The Evolution:  The storm first took shape as a cluster of low end severe storms over southern Nebraska during the late afternoon of July 10. The system continued northeastward and entered western Iowa after midnight, still as a line of marginally severe storms. As the system passed through the northern Des Moines metro area around 3:30am, it interacted with an outflow boundary from the storms to the north and rapidly intensified as it accelerated eastward. Over the next hour and a half the storm plowed eastward through Story, Marshall, and Tama Counties, blasting the area with winds of up to 105 mph, the equivalent of an EF1 tornado. The storm continued to track eastward, intensifying further as it plowed through Benton and Linn Counties with peak winds estimated at 110 to 130 mph.  The storm then began to weaken but remained severe as it continued eastward into northern Illinois and the southern Great Lakes region before dissipating in Maryland mid-afternoon. Thousands of trees were downed in eastern Iowa alone and numerous structures were damaged or destroyed.

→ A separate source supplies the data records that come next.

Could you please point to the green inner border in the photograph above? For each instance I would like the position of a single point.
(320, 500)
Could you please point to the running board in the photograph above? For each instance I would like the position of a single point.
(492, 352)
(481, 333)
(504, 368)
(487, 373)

The Environment: Derechos are able to last for several hours, and their gust fronts produce high end damage. In order for these storms to last so long, they need both instability and wind shear. Instability refers to the storm's ability to tap into the warm moist air near the surface as it develops. Meteorologists use the term CAPE (Convective Available Potential Energy) as a way to measure the amount of instability. Wind shear refers to how the wind changes at different heights above ground. Generally, severe weather is likely when the atmosphere has a combination of both high instability and high shear values. In this case, there was plenty of warm moist air at the surface. Temperatures as of 2AM were near 80F across Central Iowa, and dew points were in the mid 70s. This contributed to high CAPE values of near 5000 J/kg. At the same time, the wind shear in the lowest 3000 ft of the atmosphere was near 30 kts, which is quite high.